ICANN's most recent expression of its self-perceived essentiality took the form of a response to the RIRs, who had had the temerity to suggest that they could develop policy and coordinate IP block allocation, cooperatively, themselves. In its response to the RIRs, ICANN staff patiently explained that the interests of the Global Internet Community could not possibly be "truly" reflected within the "regional" processes that have been implemented by the RIRs. ICANN completely discounted the RIRs' claim that "address allocation policies are best developed within the RIR process by those who understand and represent the needs of the interested constituencies," as well as the RIRs' concern that ICANN does not have the resources to carry out policy tasks with respect to address allocation.
Similarly, when the ccTLDs claim a right to decide which policy issues are global and when global ICANN policies should be binding on them (and to otherwise be responsible for their own local decision-making in consultation with their "local internet communities"), ICANN has responded that only ICANN can decide what issues may be solved locally and what issues must be addressed by mandatory global rules. Along the same lines, when gTLDs explain that they are constrained by the market and should be free to run their businesses as they see fit (absent a consensus that new rules are needed), ICANN responds that it must approve any change in their operations. These approaches reflect ICANN's view that it alone can act to protect the interests of the Global Internet Community.
The ICANN-centric worldview suffers from a critical blindspot: ICANN simply cannot see the possibility that local and decentralized organizations and actors may actually best reflect the views and values of all local actors. Particularly where the local organizations in question are open to broad participation or are constrained by market forces because customers can make choices among several options, deferring to actions by local organizations may produce optimal global solutions from the bottom up.

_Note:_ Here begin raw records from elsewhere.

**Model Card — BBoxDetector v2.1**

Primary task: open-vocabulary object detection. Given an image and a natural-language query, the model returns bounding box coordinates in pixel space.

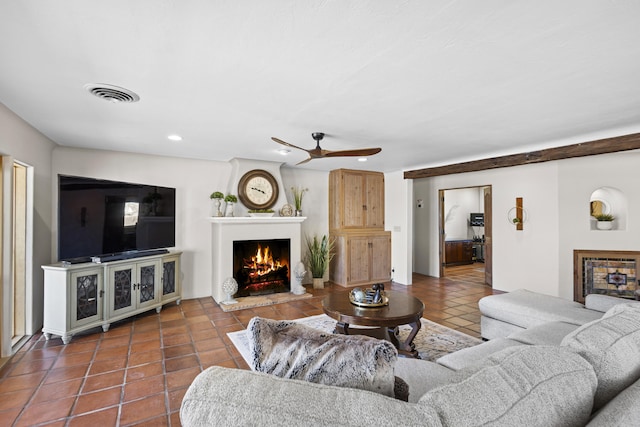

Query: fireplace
[233,239,291,297]
[209,217,306,303]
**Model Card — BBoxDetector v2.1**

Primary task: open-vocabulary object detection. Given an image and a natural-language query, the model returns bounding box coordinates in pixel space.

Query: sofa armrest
[584,294,638,313]
[180,366,442,427]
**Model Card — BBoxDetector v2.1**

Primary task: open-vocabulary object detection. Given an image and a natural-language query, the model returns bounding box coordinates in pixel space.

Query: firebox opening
[233,239,291,297]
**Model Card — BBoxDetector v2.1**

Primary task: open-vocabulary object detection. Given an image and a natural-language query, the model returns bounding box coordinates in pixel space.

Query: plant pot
[596,221,613,230]
[313,277,324,289]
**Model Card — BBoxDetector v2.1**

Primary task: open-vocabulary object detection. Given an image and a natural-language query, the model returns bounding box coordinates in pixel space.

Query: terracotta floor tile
[165,354,200,372]
[0,408,22,426]
[53,351,93,369]
[31,378,83,404]
[44,365,88,384]
[67,406,118,427]
[127,362,164,383]
[162,342,195,359]
[127,348,162,367]
[15,397,76,426]
[123,375,164,402]
[162,334,191,347]
[73,386,122,415]
[0,389,33,411]
[9,358,55,377]
[120,393,167,425]
[82,369,125,393]
[166,367,201,390]
[94,345,129,361]
[89,359,127,375]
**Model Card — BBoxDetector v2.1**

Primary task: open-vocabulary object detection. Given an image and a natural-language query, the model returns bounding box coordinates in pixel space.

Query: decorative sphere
[222,277,238,295]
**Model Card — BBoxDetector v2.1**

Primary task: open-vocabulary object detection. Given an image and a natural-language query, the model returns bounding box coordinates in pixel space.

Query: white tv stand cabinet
[42,252,182,344]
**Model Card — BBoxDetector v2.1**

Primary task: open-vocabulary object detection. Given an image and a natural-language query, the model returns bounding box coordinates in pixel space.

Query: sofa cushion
[247,317,398,396]
[584,294,640,313]
[587,380,640,427]
[562,304,640,409]
[436,338,522,371]
[508,322,578,345]
[418,345,597,427]
[478,289,602,328]
[180,366,442,427]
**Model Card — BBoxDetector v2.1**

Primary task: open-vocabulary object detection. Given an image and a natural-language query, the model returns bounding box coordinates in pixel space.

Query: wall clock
[238,169,278,209]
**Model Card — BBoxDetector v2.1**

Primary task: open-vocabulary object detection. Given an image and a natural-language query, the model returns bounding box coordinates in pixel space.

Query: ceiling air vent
[84,83,140,102]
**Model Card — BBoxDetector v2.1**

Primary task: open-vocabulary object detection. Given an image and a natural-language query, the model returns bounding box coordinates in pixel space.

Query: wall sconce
[507,197,527,231]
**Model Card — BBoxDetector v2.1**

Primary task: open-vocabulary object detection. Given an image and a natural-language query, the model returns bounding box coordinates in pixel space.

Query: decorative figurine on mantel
[291,262,307,295]
[222,277,238,305]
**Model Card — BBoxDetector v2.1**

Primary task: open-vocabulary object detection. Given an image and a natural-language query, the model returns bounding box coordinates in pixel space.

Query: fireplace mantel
[209,216,307,224]
[209,217,307,303]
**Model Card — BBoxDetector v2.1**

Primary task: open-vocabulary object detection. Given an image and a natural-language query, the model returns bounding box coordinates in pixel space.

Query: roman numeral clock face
[238,169,278,209]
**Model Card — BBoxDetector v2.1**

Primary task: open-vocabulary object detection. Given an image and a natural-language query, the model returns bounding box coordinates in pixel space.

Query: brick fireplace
[209,217,306,303]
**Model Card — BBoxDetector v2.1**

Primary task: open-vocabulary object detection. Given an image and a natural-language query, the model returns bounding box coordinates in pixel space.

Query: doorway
[438,186,493,286]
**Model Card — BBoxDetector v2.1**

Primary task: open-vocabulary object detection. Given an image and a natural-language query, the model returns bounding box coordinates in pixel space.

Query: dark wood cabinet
[444,240,473,265]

Instead of reserving final approval powers to itself, ICANN could decide to increase potential competition, to delegate as much decision-making as possible to local or decentralized, autonomous groups that can more reliably reflect local values, and to allow these local groups to compete against each other to make policies attractive to participants.
It is admirable that the staff takes its responsibilities so seriously -- less so that they cannot see the value of reducing the burdens placed on global policy-making by ICANN. The founding goals of ICANN were to create bottom up decision-making and increase competition. Those involved in creating ICANN assumed that it would make relatively few global rules and would do so only when there was broad agreement that such rules were necessary.
There may be some need for some global rules. There is certainly a need to assure competition at all levels of a system that is capable of providing end users with too few choices or presenting risks of "lock in" to the choices they have made. But the need for competition would best be served by an ICANN decision to make it easier for new competitors to enter the business -- and for existing competitors to experiment with new business models and diverse terms and conditions.
We need a kind of ICANN that believes in the same kind of decentralized, cooperative action that gave rise to the net in the first place. Above all, DOC should now be watching for this central change in attitude to begin to manifest itself in ICANN's day-to-day decisions.
David R. Johnson is the founder of Graphical Groupware. Susan P. Crawford is a partner with Wilmer, Cutler & Pickering. This article was written in our personal capacities, and does not necessarily reflect the views of any client of Wilmer, Cutler & Pickering.